Gavin's father Brian Dallow, in Adelaide, told media outlet Guardian Australia it was too early to talk about what kind of recovery his daughter-in-law Lisa was looking at.

"All we know is she's in there and severely burned," he said.

"Her brother and her mother are in Melbourne so she will have some support there. So she would be able to go and stay with her parents when she gets out, but that's a long way off."

Lisa is in care of Dr Heather Cleland, a plastic surgeon and director of the Victorian Adult Burns Unit at the Alfred.

The world-renowned expert told Guardian Australia multiple skin grafts would likely be necessary for each patient with severe burns and it might e tough to find enough donated skin.

Lisa Dallow and daugher Zoe Hosking, who was earlier listed as missing on Whakaari/White Island. Photo / Supplied
Lisa Dallow and daugher Zoe Hosking, who was earlier listed as missing on Whakaari/White Island. Photo / Supplied

The media outlet reported a severe burn is considered any burn to more than 20 per cent of the body.

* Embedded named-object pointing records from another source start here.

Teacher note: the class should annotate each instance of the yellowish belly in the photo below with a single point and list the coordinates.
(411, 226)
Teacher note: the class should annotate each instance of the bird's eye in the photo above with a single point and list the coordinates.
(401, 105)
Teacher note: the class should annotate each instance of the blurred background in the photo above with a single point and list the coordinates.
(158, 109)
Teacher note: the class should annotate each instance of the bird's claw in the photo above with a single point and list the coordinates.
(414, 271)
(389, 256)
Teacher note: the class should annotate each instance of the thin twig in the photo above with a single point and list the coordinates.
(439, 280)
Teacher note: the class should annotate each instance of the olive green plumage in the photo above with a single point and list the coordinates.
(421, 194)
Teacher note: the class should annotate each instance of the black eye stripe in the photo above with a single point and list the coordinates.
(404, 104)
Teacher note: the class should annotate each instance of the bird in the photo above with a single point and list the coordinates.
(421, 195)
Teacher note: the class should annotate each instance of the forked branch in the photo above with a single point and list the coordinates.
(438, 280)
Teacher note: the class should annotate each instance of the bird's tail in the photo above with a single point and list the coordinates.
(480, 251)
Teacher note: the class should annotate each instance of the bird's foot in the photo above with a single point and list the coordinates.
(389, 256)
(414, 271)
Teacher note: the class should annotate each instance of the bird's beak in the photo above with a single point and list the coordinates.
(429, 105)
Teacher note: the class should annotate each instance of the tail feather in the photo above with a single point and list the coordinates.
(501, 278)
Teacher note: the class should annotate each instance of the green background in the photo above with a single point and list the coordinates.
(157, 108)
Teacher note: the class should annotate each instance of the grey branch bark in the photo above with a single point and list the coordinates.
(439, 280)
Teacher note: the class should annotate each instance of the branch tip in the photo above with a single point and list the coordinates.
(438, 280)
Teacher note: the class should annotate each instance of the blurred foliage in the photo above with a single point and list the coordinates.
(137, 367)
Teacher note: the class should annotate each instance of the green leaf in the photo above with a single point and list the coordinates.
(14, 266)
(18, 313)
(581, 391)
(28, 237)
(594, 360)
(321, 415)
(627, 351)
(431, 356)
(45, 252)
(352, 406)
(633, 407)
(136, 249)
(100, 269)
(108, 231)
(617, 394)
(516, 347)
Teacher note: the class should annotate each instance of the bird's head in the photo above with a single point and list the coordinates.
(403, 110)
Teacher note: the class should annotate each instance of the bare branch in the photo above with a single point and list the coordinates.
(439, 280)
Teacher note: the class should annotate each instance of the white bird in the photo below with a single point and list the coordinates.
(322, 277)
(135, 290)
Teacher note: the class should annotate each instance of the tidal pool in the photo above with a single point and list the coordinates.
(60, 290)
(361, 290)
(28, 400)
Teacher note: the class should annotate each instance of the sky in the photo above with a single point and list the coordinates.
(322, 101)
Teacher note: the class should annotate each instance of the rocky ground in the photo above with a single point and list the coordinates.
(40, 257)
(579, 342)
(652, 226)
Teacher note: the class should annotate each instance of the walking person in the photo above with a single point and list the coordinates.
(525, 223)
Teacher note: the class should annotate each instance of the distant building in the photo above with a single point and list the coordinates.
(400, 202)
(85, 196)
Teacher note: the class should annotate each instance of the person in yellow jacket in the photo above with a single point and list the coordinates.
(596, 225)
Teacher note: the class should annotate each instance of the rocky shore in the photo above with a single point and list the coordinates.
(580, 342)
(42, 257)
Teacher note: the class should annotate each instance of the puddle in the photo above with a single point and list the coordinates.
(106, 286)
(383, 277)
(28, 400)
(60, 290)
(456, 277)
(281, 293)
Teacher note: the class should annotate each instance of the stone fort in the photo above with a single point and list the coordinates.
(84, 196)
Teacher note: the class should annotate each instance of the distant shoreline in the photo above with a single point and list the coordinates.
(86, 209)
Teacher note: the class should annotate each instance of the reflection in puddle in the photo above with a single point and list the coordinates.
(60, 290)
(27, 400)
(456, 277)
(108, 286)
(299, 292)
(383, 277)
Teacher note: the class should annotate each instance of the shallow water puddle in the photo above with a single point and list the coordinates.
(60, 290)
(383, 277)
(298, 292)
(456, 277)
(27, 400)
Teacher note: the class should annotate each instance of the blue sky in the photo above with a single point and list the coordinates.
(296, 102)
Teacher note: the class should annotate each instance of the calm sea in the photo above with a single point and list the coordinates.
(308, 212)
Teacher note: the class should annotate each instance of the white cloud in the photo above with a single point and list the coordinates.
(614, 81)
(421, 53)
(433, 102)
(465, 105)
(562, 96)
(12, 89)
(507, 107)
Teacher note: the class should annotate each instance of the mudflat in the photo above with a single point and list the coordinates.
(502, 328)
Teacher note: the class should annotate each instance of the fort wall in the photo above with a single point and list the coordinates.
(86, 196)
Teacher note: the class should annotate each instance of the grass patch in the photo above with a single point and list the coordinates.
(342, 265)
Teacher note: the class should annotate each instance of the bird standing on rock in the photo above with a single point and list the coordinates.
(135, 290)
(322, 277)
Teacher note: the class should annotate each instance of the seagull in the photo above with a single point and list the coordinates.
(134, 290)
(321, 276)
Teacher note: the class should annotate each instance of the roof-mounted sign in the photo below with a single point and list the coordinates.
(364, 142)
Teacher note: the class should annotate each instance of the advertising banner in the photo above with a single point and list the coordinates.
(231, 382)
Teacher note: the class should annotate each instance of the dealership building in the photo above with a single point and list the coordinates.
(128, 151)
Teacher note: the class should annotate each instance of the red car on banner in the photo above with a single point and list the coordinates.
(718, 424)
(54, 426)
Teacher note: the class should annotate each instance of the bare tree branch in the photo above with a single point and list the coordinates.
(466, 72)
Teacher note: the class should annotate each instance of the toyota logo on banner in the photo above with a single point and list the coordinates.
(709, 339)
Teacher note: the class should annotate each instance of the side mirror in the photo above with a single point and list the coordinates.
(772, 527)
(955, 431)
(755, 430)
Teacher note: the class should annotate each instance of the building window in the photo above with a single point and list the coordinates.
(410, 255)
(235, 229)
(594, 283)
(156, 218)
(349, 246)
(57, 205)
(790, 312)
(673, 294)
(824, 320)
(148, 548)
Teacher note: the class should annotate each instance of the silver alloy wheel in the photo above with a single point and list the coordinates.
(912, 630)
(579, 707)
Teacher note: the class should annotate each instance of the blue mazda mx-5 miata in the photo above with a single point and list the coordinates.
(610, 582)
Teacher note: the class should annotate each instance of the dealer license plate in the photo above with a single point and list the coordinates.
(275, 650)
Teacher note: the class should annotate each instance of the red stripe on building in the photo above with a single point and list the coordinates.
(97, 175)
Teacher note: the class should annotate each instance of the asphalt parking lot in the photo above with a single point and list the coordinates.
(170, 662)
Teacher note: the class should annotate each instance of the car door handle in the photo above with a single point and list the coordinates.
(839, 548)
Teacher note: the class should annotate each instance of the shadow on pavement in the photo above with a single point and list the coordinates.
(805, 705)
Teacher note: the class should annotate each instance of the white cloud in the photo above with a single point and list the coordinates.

"Once a burn is that size you get the effects of skin damage and loss of it as a barrier function, but it affects other organ functions as well," she said.

"Patients become very unwell and need a lot of supportive care, as well as surgery to remove damaged skin and to replace that with skin that will heal the wound."


She said, generally speaking, it was tough to find enough skin to graft onto a patient with burns to 40 to 50 per cent of their body.

"So they often need multiple trips to surgery for different procedures and multiple skin grafting procedures separated by a few weeks. Patients can be in hospital for weeks or months during the acute stage."

Australia earlier sent 20,000 square centimetres of "allograft" skin to help to New Zealand to help treat eruption survivors.

The skin is collected from deceased donors and cyropreserved.

However, burns and contaminants from ash, steam and smoke complicated the Whakaari/White Island patients' injuries, associate professor Geoffrey Sussman, a wound healing specialist at Monash University, said.

"So when you breathe in steam and smoke of up to 300-degree temperatures, the lungs and breathing are affected as well," he told the media outlet.

"The burns we are talking about from the New Zealand incident are also full thickness burns right down into muscle – even beyond that into tendon and bone. The results are quite horrendous.

He said Australia was lucky to have Cleland's burns specialist team - including some of the world's most "outstanding" specialists in the field - on hand to treat the survivors.

"I have the greatest respect for burns surgeons, the ways they can reconstruct areas and solve what seem like insurmountable problems is nothing short of miraculous."

Patients may also need compression suits to minimise scarring, especially those on joints, which can make it difficult and painful for the patient to move.

"These patients are going to need psychological support, they will need social work support, it will be a whole range of services that they are going to need and there is no doubt that that's one of the major issues [with] serious burns," Sussman said. "The consequences go on for a very long time.

He said Australia's public health system would cover the medical costs but not the ongoing costs for dressings, bandaging, compression suits and moisturisers."